Q: What’s the difference between “Ordered Product Sales” and “Shipped Product Sales”?
A: Ordered Product Sales counts all sales when orders are placed. Shipped Product Sales only counts sales that have been confirmed as shipped. The difference represents orders that were placed but not yet shipped (or potentially cancelled before shipping).
Q: Can I set up alerts for when metrics change significantly?
A: The basic dashboard doesn’t include alert functionality, but you can monitor trends manually using the chart visualization. Regular check-ins (daily or weekly) help you catch significant changes quickly.
Q: How far back does historical data go?
A: This depends on when you started selling and when your account was connected to the dashboard. Generally, data is available from when your account began providing data to Amazon’s systems. Very old historical data (over a year or two) might have limited availability.
Q: Why do totals sometimes not add up when I calculate them manually?
A: This can happen due to:
- Rounding of displayed numbers (the dashboard uses full precision internally)
- Date range differences
- Missing data for some dates
- The way averages are calculated (totals are recalculated, not summed from daily averages)
The dashboard’s totals are calculated directly from the source data, so trust the dashboard totals over manual calculations.
Q: Can I customize which metrics appear by default?
A: Yes! Use the column management feature to show/hide columns and reorder them. Your preferences are saved and will be your default view for future sessions.
Q: What should I focus on if I’m new to using this dashboard?
A: Start with these key metrics:
- Units Ordered and Sales Amount (are you selling?)
- Page Views and Sessions (are customers finding you?)

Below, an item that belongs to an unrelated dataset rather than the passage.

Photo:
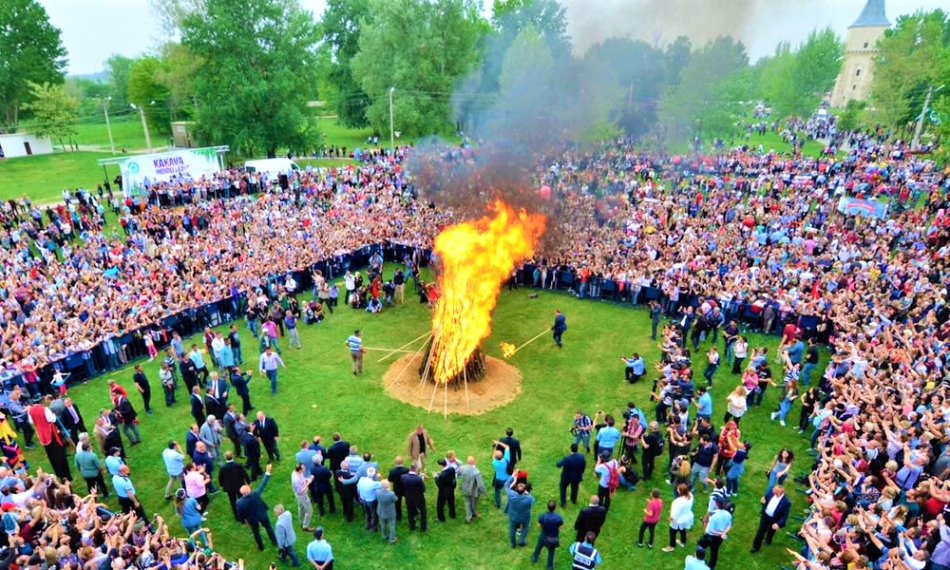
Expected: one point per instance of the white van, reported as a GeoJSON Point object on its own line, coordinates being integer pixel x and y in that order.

- Conversion Rate (are visitors buying?)
- Buy Box Percentage (are you winning the Buy Box?)
Once comfortable with these, explore other metrics gradually.
Conclusion
The Sales & Traffic Dashboard is a powerful tool for understanding and optimizing your Amazon marketplace performance. By regularly monitoring key metrics, identifying trends, and taking data-driven actions, you can improve your sales, reduce problems, and grow your business.
Remember:
- Regular Monitoring: Check your dashboard regularly (daily for active sellers, weekly for others) to catch issues early
- Trend Analysis: Use charts to identify trends rather than focusing on single data points
- Product-Level Insights: Expand rows to understand which products drive performance
- Comparative Analysis: Compare B2B vs. consumer, mobile vs. desktop, and different time periods
- Action-Oriented: Use insights to make improvements—don’t just collect data
The dashboard provides the information; your analysis and actions drive results. Take time to understand what the numbers mean for your specific business, and use that understanding to make informed decisions that improve your Amazon marketplace performance.